L’auteur invité est Paul-André Lapointe, professeur au Département des relations industrielles de l’Université Laval et codirecteur de l’ARUC – Innovations, travail et emploi
Au moment où le gouvernement du Québec s’apprête à prendre une décision sur l’octroi d’un prêt de 58 millions de dollars aux promoteurs de la réouverture de la mine Jeffrey, de nombreuses voix sur le plan international s’élèvent contre ce projet. Une délégation asiatique de syndicalistes, d’activistes et de victimes de maladies associées à l’amiante est venue récemment au Québec pour témoigner des dommages que l’usage de l’amiante québécois cause dans leur pays. La prestigieuse revue médicale britannique The Lancet, dans un article en ligne paru récemment, accuse pour sa part le Canada d’hypocrisie concernant ses exportations d’amiante.
Changement de statut
Jadis considéré comme un métal magique, tellement ses propriétés physiques étaient précieuses et son usage économique était valorisé, l’amiante se présente aujourd’hui comme un contaminant mortel, tellement son impact sur la santé est nocif. L’usage de l’amiante dans le monde entraîne chaque année plus de 100 000 décès. Autrefois un produit largement utilisé dans la construction, son usage est aujourd’hui largement banni par la communauté internationale.

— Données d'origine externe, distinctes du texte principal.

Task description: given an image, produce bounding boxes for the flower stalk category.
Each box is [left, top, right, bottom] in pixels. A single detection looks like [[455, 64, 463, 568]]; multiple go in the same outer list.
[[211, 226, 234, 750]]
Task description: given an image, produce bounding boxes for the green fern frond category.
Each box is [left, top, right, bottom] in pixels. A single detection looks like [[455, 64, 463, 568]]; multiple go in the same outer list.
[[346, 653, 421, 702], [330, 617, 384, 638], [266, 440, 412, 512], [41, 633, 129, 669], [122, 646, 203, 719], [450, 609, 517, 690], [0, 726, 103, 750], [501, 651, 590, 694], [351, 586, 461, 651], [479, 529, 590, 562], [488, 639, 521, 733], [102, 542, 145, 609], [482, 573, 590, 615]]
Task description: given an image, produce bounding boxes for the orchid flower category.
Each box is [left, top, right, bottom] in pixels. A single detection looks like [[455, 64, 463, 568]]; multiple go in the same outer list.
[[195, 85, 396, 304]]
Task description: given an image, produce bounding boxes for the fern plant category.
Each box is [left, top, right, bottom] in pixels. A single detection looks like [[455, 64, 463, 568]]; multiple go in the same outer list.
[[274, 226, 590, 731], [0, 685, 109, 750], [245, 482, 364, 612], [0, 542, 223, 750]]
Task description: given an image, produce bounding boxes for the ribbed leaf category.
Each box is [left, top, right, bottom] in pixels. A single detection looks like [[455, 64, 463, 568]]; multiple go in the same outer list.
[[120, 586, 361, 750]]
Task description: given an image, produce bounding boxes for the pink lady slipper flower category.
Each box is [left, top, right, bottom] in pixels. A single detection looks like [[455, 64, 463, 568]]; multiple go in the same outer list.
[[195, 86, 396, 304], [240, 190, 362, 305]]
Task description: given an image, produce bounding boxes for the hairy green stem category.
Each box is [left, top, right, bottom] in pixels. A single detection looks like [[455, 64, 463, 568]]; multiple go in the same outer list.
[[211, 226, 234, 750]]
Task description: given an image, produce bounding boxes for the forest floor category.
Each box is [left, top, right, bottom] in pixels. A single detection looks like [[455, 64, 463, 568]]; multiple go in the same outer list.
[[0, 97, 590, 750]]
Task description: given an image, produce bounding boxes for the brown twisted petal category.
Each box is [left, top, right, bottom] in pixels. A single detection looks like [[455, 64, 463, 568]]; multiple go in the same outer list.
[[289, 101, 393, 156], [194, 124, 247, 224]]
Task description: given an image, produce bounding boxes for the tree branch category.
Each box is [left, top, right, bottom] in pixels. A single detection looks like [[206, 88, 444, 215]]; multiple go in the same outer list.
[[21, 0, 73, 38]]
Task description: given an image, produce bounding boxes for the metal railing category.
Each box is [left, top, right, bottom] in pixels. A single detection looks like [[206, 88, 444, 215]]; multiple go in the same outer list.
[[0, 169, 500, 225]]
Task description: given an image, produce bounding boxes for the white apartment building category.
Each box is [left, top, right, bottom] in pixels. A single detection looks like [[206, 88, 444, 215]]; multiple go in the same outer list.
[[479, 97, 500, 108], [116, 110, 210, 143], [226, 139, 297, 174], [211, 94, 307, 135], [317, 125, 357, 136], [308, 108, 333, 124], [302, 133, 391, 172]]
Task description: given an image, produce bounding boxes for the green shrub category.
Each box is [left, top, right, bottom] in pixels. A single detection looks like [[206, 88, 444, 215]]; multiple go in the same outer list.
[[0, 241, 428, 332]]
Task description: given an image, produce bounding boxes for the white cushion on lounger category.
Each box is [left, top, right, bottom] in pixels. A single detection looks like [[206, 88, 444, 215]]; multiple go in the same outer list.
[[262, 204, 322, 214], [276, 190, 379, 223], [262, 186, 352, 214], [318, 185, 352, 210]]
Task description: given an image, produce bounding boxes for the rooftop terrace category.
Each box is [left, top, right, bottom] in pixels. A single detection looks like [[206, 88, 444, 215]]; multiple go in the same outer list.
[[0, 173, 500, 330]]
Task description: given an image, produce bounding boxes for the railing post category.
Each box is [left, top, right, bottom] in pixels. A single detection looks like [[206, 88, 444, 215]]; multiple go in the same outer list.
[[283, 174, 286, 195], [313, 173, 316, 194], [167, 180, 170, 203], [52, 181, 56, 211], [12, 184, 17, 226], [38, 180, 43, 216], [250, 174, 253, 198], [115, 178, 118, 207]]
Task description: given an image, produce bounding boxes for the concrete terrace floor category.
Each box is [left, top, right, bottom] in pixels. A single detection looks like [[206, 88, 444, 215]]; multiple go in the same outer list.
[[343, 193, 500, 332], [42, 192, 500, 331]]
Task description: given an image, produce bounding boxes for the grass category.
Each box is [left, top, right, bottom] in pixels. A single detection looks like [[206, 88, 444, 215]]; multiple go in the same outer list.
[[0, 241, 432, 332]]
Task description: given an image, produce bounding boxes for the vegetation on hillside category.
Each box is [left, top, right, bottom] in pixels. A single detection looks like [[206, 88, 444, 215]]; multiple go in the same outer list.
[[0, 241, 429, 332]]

Les pays riches, y compris le Canada et le Québec, qui l’avaient grandement utilisé au cours du siècle dernier investissent aujourd’hui des sommes considérables dans la décontamination de leurs bâtiments. Ce retournement de situation s’explique par la prolifération des maladies parmi les travailleurs et les populations exposés à ce métal, au premier rang desquels on peut très certainement compter les travailleurs et les citoyens d’Asbestos et de Thefford Mines. Il s’explique aussi par les résultats de la recherche scientifique qui ont établi un lien sans équivoque entre l’amiante, sous toutes ses formes, et le développement de maladies associées à sa présence, comme le cancer du poumon, l’amiantose et la mésothéliome.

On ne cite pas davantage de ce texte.